In diesem Teil der 26. Straße – zwischen der sechsten und siebenten Avenue – war nur geringer Verkehr. Der Lärm der Großstadt drang kaum bis zu der abgelegenen Weinstube. Wohl hörte man das Gebimmel der Pferdebahnglocken vom Ende der Straße her und das Rollen und Rasseln der Züge auf der erhöhten Stadtbahn, aber die Geräusche klangen doch nur wie aus der Ferne herüber. Der kleine Laden lag abseits von der großen Welt und bis zum Morgen des 30. Dezember 1881 wußten unter den anderthalb Millionen Einwohnern New-Yorks kaum ein paar Dutzend etwas davon, daß ein Mann wie Louis Hanier überhaupt existierte und in dem düstern alten Hause neben dem Holzhof sein Geschäft betrieb. – Dann aber wurde plötzlich, wie durch Zauberschlag die bescheidene Weinstube zum Gegenstand des allgemeinsten Interesses und zahlloser Mutmaßungen; der Name ihres Besitzers war in aller Munde, wer nur Augen und Ohren hatte, nahm teil an allen Ereignissen seiner unbedeutenden Lebensgeschichte – und alles das einzig und allein deshalb, weil der Mann auf so plötzliche tragische und völlig geheimnisvolle Weise umgekommen war.
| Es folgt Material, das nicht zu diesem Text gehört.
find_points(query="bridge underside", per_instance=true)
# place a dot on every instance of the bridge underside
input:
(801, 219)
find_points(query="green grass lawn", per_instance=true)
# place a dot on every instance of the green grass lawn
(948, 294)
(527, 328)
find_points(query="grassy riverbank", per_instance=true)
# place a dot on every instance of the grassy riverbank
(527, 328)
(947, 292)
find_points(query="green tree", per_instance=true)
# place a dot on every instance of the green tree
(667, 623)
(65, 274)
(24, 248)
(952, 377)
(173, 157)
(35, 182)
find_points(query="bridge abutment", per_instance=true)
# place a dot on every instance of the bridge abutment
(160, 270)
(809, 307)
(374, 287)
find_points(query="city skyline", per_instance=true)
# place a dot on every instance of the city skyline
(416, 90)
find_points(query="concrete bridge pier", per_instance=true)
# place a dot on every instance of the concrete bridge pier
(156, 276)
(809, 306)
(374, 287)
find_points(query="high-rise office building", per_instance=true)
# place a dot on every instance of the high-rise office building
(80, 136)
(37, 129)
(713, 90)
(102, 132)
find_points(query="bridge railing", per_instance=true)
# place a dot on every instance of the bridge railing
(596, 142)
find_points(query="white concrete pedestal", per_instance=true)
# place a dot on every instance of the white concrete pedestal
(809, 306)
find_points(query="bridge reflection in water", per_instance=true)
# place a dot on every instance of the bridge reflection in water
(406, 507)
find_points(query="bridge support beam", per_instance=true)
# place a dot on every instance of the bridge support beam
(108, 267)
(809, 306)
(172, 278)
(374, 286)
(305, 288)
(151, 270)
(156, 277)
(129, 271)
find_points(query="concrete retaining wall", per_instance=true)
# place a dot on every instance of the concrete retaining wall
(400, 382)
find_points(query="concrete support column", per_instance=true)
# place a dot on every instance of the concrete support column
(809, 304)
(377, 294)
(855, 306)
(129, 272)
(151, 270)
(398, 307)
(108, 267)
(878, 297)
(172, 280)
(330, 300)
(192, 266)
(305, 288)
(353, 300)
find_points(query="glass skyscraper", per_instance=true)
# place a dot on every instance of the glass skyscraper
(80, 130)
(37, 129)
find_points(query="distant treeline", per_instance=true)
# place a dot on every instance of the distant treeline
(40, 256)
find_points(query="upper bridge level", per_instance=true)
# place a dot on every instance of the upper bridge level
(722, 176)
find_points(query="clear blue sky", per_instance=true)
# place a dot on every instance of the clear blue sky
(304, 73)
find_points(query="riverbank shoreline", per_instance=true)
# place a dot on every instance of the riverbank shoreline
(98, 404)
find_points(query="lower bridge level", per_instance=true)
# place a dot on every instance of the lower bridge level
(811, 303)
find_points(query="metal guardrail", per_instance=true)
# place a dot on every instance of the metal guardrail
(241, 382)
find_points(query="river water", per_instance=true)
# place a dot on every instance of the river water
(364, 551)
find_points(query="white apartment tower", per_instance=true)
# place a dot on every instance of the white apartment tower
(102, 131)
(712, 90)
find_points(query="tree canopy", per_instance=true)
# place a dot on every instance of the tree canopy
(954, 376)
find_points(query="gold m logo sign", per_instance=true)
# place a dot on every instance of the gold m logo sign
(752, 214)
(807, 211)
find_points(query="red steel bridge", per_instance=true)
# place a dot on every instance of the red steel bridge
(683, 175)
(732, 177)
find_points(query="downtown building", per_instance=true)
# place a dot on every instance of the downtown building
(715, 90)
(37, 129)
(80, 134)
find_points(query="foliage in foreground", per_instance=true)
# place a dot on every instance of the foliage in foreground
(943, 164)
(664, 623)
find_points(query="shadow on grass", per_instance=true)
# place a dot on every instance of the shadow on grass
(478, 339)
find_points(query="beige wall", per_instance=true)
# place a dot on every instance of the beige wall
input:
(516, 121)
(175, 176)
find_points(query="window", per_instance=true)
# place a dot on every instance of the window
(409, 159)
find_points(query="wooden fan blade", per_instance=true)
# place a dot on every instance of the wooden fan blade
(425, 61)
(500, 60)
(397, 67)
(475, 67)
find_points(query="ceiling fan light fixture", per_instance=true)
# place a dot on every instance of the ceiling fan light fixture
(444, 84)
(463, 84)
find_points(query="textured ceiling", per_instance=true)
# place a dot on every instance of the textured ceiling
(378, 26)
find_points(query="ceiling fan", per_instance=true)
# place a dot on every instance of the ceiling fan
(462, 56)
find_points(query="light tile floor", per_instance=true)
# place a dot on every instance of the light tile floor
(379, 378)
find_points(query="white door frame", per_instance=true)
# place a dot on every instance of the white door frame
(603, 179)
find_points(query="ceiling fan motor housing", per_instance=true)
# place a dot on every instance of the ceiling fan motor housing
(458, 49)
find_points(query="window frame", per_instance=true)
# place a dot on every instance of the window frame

Die Nacht des 29. Dezember war regnerisch, stürmisch und ungewöhnlich dunkel. Bei so abscheulichem Wetter mochte niemand draußen sein und trotz der Weihnachtswoche waren die Straßen wie gefegt. Auch Louis Haniers Gäste hatten sich bald verzogen und da er noch von der Anstrengung der Festzeit ermüdet war, schloß er den Laden früher als gewöhnlich. Spätestens um Mitternacht schlief er bereits nebst seiner Frau in guter Ruhe. Wer nicht obdachlos umherschweifte, sondern unter einem schützenden Dach weich und warm gebettet lag, dem gewährte das Klatschen des Regens, das Gurgeln und Spritzen der Wasserröhren draußen noch ein erhöhteres Behagen. Hoffen wir, daß Louis Haniers letzter Schlaf auf Erden fest und friedlich war und ihn heitere Träume umgaukelten. Er hatte ein reines Gewissen, stand in gutem Ruf bei seinen Nebenmenschen und seine Aussichten für die Zukunft waren auch keineswegs ungünstig.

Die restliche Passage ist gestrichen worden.